Mit dem „WinTV-MiniStick“ der Firma Hauppauge lassen sich PCs und Notebooks für den Empfang des digitalen Antennenfernsehens DVB-T aufrüsten. Im Laufe des Jahres 2010 wird dieser Übertragungsstandard bundesweit und flächendeckend zur Verfügung stehen und TV- und Radioprogramme in erhöhter, digitaler Qualität schon mit einer kleinen Stabantenne empfangbar machen.
Bei technischer Umsetzung und Design wurde bewusst versucht, einen möglichst kompakten USB-Stick zu entwerfen, der seinen Namen „MiniStick“ auch zu Recht trägt. Das Ergebnis fällt mit einer Länge von 7 cm, inklusive Verschlusskappe, tatsächlich sichtbar kleiner aus als andere TV-Sticks. Damit ist der „WinTV-MiniStick“ insbesondere für den mobilen Einsatz mit dem Notebook ein idealer Begleiter.
Das Gerät wird über den USB-Anschluss betrieben und bedarf keiner eigenen Stromversorgung. Hier gilt es zu beachten, dass ausschließlich neuere Hi-Speed-USB-Anschlüsse ( 2.0 ) mit dem TV-Stick zusammenarbeiten.

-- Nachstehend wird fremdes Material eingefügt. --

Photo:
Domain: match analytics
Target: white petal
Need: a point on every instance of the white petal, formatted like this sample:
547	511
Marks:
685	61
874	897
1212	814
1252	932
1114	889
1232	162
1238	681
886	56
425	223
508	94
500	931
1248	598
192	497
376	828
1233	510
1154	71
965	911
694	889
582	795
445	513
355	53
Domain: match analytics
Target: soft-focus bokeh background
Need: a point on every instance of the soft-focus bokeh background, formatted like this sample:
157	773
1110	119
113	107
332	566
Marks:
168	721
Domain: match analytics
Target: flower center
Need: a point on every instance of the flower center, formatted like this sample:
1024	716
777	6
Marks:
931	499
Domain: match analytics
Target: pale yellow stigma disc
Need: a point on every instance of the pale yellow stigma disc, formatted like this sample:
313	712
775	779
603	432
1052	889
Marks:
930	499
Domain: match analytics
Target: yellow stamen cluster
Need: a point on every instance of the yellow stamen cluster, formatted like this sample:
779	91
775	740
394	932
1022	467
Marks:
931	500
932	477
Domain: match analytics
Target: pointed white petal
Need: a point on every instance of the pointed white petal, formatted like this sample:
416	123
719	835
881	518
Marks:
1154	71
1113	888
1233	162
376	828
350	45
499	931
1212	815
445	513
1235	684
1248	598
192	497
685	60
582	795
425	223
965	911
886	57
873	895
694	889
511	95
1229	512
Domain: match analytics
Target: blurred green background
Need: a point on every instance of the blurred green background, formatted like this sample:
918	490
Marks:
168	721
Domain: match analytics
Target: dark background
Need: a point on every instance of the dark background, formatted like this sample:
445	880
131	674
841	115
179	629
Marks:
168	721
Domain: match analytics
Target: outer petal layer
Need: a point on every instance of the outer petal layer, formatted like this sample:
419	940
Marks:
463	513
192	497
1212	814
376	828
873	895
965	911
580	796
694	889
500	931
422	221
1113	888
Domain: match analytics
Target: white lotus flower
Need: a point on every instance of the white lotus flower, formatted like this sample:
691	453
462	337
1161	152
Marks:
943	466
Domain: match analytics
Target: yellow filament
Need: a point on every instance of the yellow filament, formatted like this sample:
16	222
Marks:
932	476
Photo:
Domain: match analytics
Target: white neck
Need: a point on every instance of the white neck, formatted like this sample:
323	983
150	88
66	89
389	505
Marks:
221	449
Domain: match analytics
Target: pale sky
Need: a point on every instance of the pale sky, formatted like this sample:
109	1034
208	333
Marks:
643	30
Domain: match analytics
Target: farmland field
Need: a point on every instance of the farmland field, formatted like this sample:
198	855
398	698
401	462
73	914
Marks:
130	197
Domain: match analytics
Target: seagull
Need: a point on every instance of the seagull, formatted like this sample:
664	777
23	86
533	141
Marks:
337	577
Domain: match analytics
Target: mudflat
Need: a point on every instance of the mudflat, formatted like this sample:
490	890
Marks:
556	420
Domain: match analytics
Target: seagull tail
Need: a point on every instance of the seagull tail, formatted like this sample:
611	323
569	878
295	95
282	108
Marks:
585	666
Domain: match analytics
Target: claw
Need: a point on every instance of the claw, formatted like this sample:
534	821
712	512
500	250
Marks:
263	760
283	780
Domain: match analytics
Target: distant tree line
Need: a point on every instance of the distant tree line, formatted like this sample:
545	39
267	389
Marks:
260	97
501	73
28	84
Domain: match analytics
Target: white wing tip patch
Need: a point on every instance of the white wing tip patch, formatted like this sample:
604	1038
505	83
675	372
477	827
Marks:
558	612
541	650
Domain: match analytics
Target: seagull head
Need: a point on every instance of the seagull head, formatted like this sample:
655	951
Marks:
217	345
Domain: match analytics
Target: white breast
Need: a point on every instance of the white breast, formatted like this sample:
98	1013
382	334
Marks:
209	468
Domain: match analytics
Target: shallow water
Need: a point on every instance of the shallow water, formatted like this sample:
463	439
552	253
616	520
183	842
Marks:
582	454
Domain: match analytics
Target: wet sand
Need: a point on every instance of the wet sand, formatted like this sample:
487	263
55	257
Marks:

Zum älteren Standard 1.1 ist der kleine TV-Empfänger nicht abwärtskompatibel.
Nach erfolgter Installation stellt die Software „WinTV“ die volle Funktionspalette des „MiniSticks“ auf dem Rechner zur Verfügung. Auch hier wartet Hauppauge mit einer Innovation auf und liefert die neue Version 7 des bewährten Programmes mit.
„WinTV 7“ übernimmt den Sendersuchlauf, speichert alle Programme und ermöglicht die spätere Verwaltung der Kanäle. Die TV-Bilder können wahlweise im Fenster- oder Vollbildmodus betrachtet werden. Zusammen mit der Festplatte macht die Software den Computer zum digitalen Videorekorder und erlaubt den Mitschnitt von laufenden Fernsehsendungen. Die Aufzeichnung kann spontan gestartet werden oder zu einem beliebigen Zeitpunkt programmiert werden. Die elektronische Programmzeitung ( EPG ), welche von vielen Sendern zur Verfügung gestellt wird, erleichtert die Aufnahmeprogrammierung zusätzlich.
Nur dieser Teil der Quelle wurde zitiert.